Tay-Sachs Disease Treatment Research Papers
Tay-Sachs Disease Treatment projects focus on the various medical treatments for the disease Tay-Sachs. Medical writers with a background in Treatment and rehabilitation write on the steps required for treating Tay-Sachs or any other topic you never covered regarding the disease.
According to most sources, once a child develops symptoms there is no known treatment for classic Tay-Sachs disease. The prognosis, therefore, is for a rapidly declining condition that results in inevitable death. Therefore, the best one can do is comfort the child and care for its physical requirements. In many respects, hospice care is appropriate for these children.
However, there is hope for some treatments.
- A study presented at the 2000 Pediatric Academic Societies and American Academy of Pediatrics Joint Meeting reported that safe transfer of healthy genes in the womb may help treat genetic diseases such as Tay-Sachs disease.
- A pre-clinical study safely transferred healthy genes to animal fetuses in the womb by transferring the healthy genetic material through a "retroviral vector system," or non-disease causing virus, directly to the damaged cells.
- The results, which were seen through gestation and after the fetus was born, could treat genetic disorders, such as Tay-Sachs, in the womb and eliminate damage that occurs at onset.

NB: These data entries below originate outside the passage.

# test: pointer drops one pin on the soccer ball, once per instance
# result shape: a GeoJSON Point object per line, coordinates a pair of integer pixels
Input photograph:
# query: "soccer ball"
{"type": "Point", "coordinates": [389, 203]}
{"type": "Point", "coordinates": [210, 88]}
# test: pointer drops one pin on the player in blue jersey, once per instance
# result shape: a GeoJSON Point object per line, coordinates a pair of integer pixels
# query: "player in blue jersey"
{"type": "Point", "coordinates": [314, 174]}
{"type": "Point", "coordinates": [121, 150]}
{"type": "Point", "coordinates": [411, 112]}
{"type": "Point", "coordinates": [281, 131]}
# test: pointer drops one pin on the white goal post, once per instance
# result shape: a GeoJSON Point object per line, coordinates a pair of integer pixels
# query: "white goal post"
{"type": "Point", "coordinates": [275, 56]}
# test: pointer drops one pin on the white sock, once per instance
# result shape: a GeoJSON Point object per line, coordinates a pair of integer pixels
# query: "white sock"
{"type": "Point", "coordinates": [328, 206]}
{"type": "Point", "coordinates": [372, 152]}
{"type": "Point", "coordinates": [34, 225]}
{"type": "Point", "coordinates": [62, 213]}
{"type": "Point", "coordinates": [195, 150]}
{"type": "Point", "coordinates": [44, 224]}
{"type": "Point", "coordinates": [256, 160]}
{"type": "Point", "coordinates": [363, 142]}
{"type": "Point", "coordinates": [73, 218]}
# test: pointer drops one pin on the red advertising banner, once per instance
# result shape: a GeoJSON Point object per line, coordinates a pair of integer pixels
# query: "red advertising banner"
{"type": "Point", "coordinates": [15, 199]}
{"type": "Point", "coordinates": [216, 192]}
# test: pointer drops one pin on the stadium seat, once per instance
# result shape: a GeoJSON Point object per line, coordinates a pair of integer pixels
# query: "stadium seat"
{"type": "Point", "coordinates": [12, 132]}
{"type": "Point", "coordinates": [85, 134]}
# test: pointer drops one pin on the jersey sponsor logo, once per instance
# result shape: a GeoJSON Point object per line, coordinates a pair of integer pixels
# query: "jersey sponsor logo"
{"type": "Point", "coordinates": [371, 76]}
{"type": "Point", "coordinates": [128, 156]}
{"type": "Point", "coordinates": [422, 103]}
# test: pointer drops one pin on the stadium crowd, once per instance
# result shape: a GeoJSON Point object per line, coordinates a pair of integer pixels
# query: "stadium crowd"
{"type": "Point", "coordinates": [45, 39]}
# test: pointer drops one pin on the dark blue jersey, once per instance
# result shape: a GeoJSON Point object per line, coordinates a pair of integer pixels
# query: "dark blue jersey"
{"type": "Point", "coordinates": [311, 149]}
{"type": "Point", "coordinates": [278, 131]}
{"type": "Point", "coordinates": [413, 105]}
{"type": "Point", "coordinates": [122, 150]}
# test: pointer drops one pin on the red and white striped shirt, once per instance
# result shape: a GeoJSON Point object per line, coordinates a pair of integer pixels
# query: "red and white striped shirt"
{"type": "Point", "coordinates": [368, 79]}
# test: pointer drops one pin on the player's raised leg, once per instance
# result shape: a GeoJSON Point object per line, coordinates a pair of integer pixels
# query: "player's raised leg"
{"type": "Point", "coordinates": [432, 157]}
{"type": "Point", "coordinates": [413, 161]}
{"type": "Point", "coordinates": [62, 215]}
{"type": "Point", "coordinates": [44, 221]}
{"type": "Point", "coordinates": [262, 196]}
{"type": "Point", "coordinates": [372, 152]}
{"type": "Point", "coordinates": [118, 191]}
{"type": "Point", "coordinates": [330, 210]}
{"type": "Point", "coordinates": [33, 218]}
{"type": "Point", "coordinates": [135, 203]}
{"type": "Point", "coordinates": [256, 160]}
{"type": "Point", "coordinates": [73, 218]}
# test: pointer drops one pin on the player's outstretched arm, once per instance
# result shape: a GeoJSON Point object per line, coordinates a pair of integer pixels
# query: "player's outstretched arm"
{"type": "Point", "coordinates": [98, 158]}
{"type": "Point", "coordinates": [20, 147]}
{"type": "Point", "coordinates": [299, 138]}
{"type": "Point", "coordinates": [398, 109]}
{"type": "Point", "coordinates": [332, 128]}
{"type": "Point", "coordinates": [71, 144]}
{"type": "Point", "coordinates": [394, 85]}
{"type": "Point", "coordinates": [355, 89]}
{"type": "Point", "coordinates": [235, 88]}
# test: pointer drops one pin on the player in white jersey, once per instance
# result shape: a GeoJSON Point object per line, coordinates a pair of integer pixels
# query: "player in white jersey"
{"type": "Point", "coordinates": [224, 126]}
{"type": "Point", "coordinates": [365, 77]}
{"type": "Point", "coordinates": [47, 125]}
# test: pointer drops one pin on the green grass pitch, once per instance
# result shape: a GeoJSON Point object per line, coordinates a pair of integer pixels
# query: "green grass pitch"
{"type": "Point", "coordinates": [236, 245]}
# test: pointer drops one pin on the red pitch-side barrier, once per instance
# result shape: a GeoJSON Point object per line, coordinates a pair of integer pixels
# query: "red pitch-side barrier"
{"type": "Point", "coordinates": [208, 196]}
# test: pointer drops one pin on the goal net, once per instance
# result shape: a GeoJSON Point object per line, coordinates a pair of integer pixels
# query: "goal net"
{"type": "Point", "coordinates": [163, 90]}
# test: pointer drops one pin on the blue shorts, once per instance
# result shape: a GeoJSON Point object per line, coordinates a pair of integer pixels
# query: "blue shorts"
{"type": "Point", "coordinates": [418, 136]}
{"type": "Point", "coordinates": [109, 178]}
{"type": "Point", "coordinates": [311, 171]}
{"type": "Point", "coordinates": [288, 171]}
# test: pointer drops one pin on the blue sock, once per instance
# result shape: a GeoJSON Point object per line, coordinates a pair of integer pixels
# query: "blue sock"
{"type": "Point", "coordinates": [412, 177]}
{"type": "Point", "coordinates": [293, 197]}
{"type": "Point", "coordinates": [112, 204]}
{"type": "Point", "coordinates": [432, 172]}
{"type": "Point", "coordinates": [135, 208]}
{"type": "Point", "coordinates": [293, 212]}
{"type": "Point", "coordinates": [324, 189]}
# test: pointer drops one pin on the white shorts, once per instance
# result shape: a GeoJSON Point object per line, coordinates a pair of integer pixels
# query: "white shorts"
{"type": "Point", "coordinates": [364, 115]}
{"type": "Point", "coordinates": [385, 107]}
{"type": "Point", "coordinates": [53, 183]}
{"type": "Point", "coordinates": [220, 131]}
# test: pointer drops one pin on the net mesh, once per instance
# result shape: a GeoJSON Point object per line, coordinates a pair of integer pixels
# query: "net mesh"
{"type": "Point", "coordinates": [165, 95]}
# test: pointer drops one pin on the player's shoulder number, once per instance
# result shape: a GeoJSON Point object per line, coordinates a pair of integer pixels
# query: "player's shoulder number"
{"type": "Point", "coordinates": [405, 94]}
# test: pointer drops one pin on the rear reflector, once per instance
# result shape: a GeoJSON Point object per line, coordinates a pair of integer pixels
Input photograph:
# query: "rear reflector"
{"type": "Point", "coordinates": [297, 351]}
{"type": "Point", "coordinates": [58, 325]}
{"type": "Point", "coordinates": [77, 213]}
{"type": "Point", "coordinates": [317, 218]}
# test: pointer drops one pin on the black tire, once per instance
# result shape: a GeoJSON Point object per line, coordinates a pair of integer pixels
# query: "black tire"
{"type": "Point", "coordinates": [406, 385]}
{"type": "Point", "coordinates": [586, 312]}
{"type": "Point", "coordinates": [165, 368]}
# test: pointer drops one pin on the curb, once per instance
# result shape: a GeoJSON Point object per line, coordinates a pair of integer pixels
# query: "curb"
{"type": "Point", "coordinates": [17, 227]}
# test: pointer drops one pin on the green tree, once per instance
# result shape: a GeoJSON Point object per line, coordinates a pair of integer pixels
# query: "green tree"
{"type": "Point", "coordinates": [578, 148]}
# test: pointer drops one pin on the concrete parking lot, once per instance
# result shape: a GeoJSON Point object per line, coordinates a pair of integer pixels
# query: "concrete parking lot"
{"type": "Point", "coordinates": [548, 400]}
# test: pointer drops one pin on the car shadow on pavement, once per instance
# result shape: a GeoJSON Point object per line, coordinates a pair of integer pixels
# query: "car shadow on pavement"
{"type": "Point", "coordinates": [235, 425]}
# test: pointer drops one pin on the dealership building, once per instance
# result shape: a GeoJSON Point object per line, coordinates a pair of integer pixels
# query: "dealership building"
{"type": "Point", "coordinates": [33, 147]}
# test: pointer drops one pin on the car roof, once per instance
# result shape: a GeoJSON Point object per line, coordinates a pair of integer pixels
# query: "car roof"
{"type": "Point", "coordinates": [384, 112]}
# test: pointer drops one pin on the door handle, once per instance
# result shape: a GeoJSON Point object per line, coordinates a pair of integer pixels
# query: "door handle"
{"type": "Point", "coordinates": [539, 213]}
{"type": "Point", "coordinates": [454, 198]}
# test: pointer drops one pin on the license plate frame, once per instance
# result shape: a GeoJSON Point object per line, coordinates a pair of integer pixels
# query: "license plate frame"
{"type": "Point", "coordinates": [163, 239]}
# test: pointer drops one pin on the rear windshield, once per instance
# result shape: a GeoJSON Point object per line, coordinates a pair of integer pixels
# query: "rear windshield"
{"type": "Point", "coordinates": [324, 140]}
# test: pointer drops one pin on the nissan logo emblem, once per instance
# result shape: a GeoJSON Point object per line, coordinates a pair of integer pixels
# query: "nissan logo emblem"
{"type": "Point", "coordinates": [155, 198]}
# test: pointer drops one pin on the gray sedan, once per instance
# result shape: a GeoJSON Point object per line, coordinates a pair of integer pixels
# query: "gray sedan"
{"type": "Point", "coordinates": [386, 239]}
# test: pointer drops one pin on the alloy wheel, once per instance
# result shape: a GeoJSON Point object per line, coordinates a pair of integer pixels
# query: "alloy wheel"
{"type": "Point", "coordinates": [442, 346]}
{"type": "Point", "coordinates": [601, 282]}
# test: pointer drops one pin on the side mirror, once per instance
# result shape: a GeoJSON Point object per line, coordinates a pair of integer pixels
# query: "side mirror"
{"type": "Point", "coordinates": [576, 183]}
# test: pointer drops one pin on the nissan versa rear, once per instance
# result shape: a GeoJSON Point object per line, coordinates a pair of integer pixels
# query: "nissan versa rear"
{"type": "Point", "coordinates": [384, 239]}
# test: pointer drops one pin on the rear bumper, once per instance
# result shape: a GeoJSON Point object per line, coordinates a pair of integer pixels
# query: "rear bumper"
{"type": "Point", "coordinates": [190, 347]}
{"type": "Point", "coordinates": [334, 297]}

There are currently compounds being developed to treat lysosomal storage disorders such as Tay-Sachs. These drugs are designed to inhibit the production of glycolipids, the fatty substances that accumulate abnormally in Tay-Sachs patients. Research paper writers report a similar strategy for the treatment of Tay-Sachs, based on an inhibitor of glycolipids, was tested in a mouse model of Tay-Sachs disease. When Tay-Sachs mice were treated with N-butyldeoxynojirimycin, the accumulation of fatty substances in the brain was prevented, with the number of storage neurons and the quantity of ganglioside stored per cell reduced. In addition to preventing an imbalance of fatty substance, the neuropathology associated with this disorder was also prevented. These new approaches to treatment of Tay-Sachs offers hope to many families who have no treatment for their dying children. However, side effects of these drugs may be severe. No mortality rates for animal tests and no human test results were available at this time.